Элизабет почувствовала, что ему не понравится, если она поедет в сосновую рощу, а потому удалилась на значительное расстояние от дома и только после этого направила старую белую кобылу к холмам, свернула с дороги и поехала по неровной, тряской земле. Солнце уже нещадно палило, а ветер в долину не залетал. Она долго ехала вверх по склону, пока неожиданно на пути не возникла глубокая промоина. Овраг растянулся в обе стороны слишком далеко, чтобы обогнуть его, а сосны возвышались впереди, совсем рядом. Элизабет выбралась из коляски, привязала лошадь к торчавшему из земли корню и отстегнула мартингал. Затем спустилась в овраг, поднялась на противоположной стороне и медленно зашагала к роще. Скоро на пути попался весело журчащий ручеек: он вытекал из леса и спокойно продолжал путь, не встречая камней. Элизабет наклонилась, достала из воды веточку кресс-салата, с удовольствием сунула в рот и неспешно пошла вверх вдоль ручья.
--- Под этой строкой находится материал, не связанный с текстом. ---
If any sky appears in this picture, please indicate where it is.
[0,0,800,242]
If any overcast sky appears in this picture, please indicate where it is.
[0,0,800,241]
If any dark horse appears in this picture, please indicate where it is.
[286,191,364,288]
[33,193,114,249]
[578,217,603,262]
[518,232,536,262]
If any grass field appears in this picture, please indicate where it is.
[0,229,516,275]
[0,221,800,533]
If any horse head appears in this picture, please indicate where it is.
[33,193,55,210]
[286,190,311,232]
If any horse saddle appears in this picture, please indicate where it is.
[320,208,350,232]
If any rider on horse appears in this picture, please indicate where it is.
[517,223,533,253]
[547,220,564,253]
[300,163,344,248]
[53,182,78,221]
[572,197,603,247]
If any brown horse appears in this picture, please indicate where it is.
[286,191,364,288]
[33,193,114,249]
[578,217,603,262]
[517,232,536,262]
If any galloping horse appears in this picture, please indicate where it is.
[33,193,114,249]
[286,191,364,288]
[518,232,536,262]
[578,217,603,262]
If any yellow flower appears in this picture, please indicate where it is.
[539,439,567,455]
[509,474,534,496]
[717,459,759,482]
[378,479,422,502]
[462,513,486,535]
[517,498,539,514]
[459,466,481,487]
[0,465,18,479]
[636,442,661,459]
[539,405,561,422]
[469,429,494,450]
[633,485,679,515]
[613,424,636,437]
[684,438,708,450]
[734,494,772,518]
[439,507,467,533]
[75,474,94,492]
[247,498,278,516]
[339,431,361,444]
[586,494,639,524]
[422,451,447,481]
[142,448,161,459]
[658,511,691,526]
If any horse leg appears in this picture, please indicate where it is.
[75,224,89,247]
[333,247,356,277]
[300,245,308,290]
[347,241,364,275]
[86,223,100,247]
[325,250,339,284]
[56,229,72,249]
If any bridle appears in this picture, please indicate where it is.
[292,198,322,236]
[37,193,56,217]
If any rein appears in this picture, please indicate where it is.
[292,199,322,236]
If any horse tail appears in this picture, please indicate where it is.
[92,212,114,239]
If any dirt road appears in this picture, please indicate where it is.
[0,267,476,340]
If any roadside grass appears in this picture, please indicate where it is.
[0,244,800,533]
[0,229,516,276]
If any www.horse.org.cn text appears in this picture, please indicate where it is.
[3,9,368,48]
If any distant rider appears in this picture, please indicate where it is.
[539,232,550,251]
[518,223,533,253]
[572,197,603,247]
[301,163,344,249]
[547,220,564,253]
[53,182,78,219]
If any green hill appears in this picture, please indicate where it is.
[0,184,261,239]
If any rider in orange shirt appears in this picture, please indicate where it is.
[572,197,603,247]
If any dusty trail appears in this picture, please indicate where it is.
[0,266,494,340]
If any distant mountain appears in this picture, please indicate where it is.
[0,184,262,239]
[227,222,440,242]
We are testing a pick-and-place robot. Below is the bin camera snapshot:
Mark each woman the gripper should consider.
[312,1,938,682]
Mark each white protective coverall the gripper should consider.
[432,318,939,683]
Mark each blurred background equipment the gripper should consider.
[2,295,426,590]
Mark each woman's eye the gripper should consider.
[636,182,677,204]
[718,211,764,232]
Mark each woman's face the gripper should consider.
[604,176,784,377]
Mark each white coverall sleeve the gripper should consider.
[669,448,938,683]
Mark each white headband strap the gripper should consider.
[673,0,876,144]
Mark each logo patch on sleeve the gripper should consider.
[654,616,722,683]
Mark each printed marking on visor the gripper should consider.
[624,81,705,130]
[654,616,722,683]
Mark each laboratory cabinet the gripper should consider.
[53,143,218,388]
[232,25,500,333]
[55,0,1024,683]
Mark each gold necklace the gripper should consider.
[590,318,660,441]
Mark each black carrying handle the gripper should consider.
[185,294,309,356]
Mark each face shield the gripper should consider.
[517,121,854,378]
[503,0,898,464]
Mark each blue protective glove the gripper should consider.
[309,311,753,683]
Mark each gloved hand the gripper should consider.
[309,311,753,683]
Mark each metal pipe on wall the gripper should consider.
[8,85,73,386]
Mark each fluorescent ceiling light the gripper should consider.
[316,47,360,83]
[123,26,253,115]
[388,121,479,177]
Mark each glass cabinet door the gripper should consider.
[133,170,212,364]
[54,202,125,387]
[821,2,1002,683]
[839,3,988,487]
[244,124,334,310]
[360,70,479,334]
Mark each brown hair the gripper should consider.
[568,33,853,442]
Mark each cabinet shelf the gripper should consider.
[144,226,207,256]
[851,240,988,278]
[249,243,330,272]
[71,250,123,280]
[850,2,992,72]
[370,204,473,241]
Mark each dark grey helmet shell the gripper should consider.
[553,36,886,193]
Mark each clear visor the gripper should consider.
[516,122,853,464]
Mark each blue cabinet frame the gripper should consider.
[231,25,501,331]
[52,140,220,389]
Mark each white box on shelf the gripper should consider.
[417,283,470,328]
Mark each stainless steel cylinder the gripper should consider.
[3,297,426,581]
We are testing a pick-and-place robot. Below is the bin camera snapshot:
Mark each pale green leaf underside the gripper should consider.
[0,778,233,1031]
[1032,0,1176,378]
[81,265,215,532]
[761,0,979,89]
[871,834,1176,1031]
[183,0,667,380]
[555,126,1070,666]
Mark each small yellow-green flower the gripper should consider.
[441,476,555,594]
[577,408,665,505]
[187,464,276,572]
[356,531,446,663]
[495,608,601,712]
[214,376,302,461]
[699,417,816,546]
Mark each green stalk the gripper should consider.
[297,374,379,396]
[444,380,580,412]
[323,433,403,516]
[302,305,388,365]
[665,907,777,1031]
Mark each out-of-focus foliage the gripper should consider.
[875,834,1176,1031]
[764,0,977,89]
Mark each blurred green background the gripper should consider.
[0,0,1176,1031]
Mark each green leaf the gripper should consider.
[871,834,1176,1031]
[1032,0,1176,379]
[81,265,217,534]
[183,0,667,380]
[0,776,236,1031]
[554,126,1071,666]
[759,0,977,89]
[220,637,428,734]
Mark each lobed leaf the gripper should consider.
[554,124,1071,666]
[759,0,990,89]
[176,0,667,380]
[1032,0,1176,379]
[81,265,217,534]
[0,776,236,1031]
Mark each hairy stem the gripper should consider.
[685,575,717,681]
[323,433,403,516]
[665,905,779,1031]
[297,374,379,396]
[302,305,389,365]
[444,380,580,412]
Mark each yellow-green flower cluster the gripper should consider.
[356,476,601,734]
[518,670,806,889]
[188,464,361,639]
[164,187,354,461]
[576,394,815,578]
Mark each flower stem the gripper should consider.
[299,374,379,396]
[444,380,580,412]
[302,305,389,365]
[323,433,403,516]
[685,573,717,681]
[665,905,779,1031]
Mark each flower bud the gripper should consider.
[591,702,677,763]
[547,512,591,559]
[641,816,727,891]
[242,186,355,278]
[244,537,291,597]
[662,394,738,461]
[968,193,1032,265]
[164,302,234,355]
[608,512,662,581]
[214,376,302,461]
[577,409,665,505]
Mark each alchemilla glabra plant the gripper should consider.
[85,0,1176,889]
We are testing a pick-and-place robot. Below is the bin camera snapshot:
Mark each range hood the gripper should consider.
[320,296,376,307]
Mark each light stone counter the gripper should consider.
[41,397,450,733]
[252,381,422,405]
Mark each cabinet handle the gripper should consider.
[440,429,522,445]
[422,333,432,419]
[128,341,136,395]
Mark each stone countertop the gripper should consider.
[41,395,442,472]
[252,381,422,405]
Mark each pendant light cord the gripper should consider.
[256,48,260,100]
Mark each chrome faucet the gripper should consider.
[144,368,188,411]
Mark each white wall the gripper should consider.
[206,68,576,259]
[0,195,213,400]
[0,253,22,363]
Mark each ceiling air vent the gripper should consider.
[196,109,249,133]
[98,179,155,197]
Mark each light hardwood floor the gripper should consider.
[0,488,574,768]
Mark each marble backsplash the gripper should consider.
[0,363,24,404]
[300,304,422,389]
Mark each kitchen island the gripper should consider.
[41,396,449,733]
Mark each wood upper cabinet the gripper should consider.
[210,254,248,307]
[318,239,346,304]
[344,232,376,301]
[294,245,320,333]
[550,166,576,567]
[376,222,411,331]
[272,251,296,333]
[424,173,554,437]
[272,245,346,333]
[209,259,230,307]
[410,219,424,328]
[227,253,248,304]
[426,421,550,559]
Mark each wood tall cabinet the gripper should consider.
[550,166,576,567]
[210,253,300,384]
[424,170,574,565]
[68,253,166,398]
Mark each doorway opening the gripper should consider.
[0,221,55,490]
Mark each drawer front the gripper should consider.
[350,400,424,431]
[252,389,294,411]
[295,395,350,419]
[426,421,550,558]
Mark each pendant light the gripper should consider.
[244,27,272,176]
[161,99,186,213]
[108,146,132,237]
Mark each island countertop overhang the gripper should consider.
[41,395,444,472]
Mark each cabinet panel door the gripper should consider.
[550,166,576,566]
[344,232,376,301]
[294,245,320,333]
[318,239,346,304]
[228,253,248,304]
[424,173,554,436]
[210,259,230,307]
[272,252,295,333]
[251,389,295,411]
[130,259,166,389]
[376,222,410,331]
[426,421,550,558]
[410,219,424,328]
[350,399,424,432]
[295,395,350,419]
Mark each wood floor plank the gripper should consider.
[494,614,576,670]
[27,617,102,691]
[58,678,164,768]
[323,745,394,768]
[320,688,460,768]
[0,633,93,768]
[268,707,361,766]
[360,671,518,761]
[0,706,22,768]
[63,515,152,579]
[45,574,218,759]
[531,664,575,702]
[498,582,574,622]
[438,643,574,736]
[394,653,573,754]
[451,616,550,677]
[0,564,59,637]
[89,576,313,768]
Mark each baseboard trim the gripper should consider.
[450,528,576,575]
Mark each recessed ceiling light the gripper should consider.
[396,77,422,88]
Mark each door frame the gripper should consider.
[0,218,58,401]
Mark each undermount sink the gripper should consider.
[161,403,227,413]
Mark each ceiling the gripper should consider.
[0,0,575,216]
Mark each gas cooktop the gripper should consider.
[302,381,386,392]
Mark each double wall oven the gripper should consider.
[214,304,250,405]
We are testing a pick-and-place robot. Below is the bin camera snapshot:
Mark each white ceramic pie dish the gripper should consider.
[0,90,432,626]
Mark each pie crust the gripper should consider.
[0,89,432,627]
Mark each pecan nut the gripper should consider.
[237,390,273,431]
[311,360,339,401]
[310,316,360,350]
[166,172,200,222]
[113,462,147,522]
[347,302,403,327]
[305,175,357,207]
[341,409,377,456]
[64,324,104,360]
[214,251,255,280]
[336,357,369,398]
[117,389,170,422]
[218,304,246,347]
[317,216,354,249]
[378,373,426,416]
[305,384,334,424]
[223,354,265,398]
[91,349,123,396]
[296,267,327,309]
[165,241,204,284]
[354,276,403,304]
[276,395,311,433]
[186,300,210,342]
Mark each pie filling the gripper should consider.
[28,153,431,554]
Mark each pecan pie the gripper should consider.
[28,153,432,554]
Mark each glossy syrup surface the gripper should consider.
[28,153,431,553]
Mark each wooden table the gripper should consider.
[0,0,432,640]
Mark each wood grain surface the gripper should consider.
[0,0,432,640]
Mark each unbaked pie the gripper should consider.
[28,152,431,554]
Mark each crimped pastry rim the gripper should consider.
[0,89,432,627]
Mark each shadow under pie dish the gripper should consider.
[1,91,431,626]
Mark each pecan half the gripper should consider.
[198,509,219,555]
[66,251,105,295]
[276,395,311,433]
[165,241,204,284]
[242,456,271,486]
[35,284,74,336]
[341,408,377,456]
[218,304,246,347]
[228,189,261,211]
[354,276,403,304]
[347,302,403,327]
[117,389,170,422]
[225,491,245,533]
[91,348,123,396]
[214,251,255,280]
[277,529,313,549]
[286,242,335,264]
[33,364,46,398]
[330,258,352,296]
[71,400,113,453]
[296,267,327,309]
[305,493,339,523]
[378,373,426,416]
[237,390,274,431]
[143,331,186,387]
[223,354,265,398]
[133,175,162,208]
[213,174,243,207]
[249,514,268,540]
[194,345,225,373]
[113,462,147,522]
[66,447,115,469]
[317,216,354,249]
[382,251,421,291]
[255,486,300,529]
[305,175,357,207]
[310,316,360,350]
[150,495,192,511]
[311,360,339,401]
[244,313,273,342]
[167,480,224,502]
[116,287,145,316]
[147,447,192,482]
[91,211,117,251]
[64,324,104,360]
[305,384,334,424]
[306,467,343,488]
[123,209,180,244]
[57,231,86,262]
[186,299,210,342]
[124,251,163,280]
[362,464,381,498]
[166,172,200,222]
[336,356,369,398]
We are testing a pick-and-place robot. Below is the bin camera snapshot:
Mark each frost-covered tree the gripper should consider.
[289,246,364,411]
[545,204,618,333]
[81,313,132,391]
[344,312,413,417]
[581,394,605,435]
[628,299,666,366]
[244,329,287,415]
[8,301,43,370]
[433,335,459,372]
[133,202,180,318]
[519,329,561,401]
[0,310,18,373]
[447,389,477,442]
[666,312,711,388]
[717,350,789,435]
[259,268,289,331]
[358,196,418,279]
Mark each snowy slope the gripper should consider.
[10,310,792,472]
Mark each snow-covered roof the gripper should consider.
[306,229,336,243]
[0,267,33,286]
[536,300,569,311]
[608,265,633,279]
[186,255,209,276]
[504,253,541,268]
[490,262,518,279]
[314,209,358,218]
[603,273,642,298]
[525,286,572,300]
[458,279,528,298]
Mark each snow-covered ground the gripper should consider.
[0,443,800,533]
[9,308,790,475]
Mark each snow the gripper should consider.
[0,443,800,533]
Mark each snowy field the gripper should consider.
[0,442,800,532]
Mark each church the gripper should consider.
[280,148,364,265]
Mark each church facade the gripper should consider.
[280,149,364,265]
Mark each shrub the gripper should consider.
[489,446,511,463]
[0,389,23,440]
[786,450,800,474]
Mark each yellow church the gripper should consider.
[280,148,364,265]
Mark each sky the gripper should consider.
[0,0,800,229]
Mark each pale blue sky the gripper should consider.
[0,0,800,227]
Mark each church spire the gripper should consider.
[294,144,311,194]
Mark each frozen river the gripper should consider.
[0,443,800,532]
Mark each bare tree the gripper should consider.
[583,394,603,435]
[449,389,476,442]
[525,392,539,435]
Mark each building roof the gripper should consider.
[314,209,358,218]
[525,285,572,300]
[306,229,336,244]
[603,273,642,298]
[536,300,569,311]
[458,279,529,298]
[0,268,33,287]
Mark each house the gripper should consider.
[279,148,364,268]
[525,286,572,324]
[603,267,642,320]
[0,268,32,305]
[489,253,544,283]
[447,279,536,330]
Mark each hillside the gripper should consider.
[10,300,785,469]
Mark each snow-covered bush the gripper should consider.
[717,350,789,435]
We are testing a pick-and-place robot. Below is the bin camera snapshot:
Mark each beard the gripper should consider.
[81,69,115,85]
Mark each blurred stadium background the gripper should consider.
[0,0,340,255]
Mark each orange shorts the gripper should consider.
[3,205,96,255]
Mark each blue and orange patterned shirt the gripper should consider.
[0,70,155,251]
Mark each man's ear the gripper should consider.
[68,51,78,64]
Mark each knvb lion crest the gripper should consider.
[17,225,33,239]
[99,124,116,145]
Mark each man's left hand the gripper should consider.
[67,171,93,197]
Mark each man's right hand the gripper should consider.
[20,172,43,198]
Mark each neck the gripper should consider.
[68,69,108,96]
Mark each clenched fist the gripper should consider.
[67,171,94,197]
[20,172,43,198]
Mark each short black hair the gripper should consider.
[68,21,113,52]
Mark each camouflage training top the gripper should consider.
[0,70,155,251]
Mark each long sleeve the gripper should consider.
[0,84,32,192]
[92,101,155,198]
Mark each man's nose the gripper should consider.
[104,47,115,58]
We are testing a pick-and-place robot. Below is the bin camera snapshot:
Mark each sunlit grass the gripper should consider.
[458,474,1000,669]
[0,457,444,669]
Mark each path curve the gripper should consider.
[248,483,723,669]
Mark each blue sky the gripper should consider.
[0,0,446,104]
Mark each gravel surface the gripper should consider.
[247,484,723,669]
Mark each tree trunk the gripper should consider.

Раздражение бесследно улетучилось; чувствуя себя счастливой, она вступила в сосновый лес. Шаги тонули в плотном ковре иголок; не раздавалось ни единого звука, кроме шелеста хвои в кронах деревьев. Несколько мгновений ничто не мешало идти вперед, а потом на пути выросла плотная стена из виноградных лоз и ежевики. Пришлось пробиваться, раздвигая ветки, а иногда даже ползти на четвереньках. Почему-то ей очень хотелось попасть в глубину леса.
Когда Элизабет наконец-то выбралась из зарослей и выпрямилась, ее руки были расцарапаны до крови, а волосы растрепались. Но глаза сияли восторженным изумлением: кольцо деревьев окружало безупречно ровное пространство, в центре которого возвышался огромный зеленый камень странной формы.
– Я знала, что он здесь, – прошептала Элизабет, обращаясь к соснам. – Интуиция подсказывала, что этот чудесный камень прячется в глубине леса.
Все звуки, кроме шепота деревьев, замерли, но и этот шепот доносился с высоты, отчего общее молчание казалось еще глубже. Покрывавший камень изумрудный мох выглядел плотным словно ковер, а длинные перья папоротников зелеными шторами свисали над входом в пещерку. Элизабет присела возле крохотного ручья: тонкая ниточка воды незаметно пересекала поляну и пряталась в кустах. Камень притягивал взгляд странной формой и внушал необъяснимую тревогу.
– Я уже где-то это видела, – проговорила Элизабет вслух. – Как будто знала, что камень здесь, иначе почему так настойчиво пробиралась на эту поляну?
Ее остановившиеся на камне глаза расширились, мысли утратили четкость и превратились в медленно текущие воспоминания – тихие, причудливые и туманные. Она увидела, как идет в воскресную школу в Монтерее и встречает медленную процессию одетых в белое португальских детей, торжественно марширующих во имя Святого Духа с коронованной предводительницей во главе колонны. Смутно вспомнила, как с разных сторон стекались семь подобных волн, чтобы слиться в благочестивом экстазе в Пойнт-Джо неподалеку от Монтерея. И вдруг, продолжая смотреть на камень, увидела в нем своего младенца, свернувшегося у нее под сердцем головой вниз. Заметила, как он слегка шевельнулся, и в тот же миг ощутила движение внутри собственного тела.